DS-Fusion: Artistic Typography via Discriminated and Stylized Diffusion

Abstract

We introduce a novel method to automatically generate an artistic typography by stylizing one or more letter fonts to visually convey the semantics of an input word, while ensuring that the output remains readable.

To address an assortment of challenges with our task at hand including conflicting goals (artistic stylization vs. legibility), lack of ground truth, and immense search space, our approach utilizes large language models to bridge texts and visual images for stylization and build an unsupervised generative model with a diffusion model backbone. Specifically, we employ the denoising generator in Latent Diffusion Model (LDM), with the key addition of a CNN-based discriminator to adapt the input style onto the input text. The discriminator uses rasterized images of a given letter/word font as real samples and output of the denoising generator as fake samples.
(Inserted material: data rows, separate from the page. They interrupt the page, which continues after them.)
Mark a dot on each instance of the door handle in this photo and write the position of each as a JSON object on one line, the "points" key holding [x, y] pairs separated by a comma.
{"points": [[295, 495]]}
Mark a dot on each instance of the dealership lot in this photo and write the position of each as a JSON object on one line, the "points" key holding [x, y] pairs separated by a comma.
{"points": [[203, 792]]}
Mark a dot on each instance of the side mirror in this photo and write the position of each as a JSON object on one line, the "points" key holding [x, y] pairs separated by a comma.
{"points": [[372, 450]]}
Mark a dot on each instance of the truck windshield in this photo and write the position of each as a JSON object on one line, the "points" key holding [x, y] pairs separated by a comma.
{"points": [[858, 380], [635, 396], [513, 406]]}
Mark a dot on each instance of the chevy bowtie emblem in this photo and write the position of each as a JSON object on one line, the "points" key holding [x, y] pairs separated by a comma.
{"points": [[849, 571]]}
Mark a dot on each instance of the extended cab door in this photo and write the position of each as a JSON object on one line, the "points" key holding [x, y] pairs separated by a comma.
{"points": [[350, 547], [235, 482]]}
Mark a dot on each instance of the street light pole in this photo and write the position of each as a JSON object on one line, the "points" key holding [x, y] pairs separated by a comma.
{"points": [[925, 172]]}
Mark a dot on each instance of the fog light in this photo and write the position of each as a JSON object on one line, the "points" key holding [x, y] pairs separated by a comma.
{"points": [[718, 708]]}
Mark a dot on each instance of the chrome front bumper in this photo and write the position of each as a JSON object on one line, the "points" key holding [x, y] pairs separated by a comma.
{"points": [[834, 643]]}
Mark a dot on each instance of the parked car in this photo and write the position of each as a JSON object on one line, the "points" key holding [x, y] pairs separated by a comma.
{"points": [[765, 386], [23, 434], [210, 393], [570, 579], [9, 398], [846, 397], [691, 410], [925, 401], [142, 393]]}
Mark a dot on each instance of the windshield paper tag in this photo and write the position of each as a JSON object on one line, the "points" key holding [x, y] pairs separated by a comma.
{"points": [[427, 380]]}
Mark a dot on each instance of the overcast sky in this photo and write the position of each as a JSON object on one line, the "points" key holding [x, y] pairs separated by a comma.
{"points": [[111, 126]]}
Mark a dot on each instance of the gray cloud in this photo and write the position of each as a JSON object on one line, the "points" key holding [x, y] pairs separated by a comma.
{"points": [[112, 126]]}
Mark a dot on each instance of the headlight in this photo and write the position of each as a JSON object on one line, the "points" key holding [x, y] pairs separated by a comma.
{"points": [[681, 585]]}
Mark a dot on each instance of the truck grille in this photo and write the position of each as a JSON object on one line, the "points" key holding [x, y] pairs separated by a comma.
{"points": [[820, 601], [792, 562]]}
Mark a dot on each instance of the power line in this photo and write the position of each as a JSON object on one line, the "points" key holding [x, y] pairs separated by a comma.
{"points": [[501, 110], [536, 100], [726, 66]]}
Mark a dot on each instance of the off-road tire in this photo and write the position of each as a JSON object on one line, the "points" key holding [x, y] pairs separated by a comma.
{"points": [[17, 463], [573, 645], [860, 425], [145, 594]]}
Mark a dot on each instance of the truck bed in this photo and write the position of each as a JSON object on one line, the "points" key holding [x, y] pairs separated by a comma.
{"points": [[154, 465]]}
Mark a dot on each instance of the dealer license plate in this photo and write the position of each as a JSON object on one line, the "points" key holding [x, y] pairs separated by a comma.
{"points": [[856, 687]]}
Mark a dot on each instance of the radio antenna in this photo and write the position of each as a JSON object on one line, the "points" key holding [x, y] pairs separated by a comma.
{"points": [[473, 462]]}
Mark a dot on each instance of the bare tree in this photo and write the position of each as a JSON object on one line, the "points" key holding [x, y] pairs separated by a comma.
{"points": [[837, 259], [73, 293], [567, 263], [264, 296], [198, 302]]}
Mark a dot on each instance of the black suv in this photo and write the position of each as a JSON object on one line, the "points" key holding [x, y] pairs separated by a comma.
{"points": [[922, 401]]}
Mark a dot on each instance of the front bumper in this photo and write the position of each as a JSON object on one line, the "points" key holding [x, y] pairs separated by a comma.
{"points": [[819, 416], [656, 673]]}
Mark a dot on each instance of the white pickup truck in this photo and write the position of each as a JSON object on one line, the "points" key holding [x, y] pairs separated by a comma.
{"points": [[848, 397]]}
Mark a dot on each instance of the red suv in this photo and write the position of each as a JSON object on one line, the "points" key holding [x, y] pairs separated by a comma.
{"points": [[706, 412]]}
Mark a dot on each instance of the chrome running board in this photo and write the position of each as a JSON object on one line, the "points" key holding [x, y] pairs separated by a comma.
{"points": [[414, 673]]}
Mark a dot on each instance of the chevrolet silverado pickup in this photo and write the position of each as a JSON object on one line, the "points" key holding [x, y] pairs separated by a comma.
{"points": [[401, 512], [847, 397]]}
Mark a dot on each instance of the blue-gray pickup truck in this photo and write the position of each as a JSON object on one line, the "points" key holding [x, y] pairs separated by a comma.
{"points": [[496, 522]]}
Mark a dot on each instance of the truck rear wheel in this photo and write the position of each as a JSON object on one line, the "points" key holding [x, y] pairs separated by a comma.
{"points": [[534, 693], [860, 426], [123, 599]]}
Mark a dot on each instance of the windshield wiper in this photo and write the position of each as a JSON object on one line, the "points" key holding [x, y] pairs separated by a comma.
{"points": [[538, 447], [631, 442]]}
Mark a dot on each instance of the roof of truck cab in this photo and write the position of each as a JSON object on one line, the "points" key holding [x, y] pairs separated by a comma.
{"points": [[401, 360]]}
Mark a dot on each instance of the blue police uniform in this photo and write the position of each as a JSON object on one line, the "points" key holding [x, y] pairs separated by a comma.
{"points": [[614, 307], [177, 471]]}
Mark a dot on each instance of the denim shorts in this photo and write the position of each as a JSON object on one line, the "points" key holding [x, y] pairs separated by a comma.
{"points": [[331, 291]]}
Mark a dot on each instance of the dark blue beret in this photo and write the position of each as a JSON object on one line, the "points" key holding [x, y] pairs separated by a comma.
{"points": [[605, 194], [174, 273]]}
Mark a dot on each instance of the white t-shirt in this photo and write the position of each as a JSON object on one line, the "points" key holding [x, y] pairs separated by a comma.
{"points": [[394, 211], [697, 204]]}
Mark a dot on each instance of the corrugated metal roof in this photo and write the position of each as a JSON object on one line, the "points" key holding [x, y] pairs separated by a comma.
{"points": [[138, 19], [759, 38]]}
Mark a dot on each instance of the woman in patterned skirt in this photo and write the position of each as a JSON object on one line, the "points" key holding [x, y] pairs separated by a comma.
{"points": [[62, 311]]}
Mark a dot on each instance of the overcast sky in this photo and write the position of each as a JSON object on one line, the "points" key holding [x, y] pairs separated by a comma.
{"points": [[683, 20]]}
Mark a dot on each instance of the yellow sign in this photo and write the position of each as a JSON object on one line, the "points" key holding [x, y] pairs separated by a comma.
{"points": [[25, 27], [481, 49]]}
Our model is coined DS-Fusion for discriminated and stylized diffusion.

Pipeline

The pipeline of DS-Fusion, which takes as input a style prompt and a glyph image. The style images are generated according to the style word and attribute. DS-Fusion first utilizes a latent diffusion process to construct the latent space of the given style and then introduces a discriminator to blend the style into the glyph shape. The parameters of a module are pre-trained and frozen if there is an icon of a lock on the bottom right. The “+” module denotes the iterative noise injection process of diffusion models.

Single Letter Stylization

We show compelling single-letter artistic typography results generated by DS-Fusion. Each result is produced by composing generated single-letter results with renderings of the remaining letters in the input style word. To render the other letters, we use the same font as the stylized glyph and select a complementing color which is often the dominant color in the stylized glyph.

Multi Letter Stylization

Synthesizing artistic typographies from multiple glyphs is more challenging due to the added structural complexities in the inputs, as well as the more global context to account for. In more ways than one, DS-Fusion demonstrates its ability to utilize all the letters of a word to convey semantic features, in a creative manner.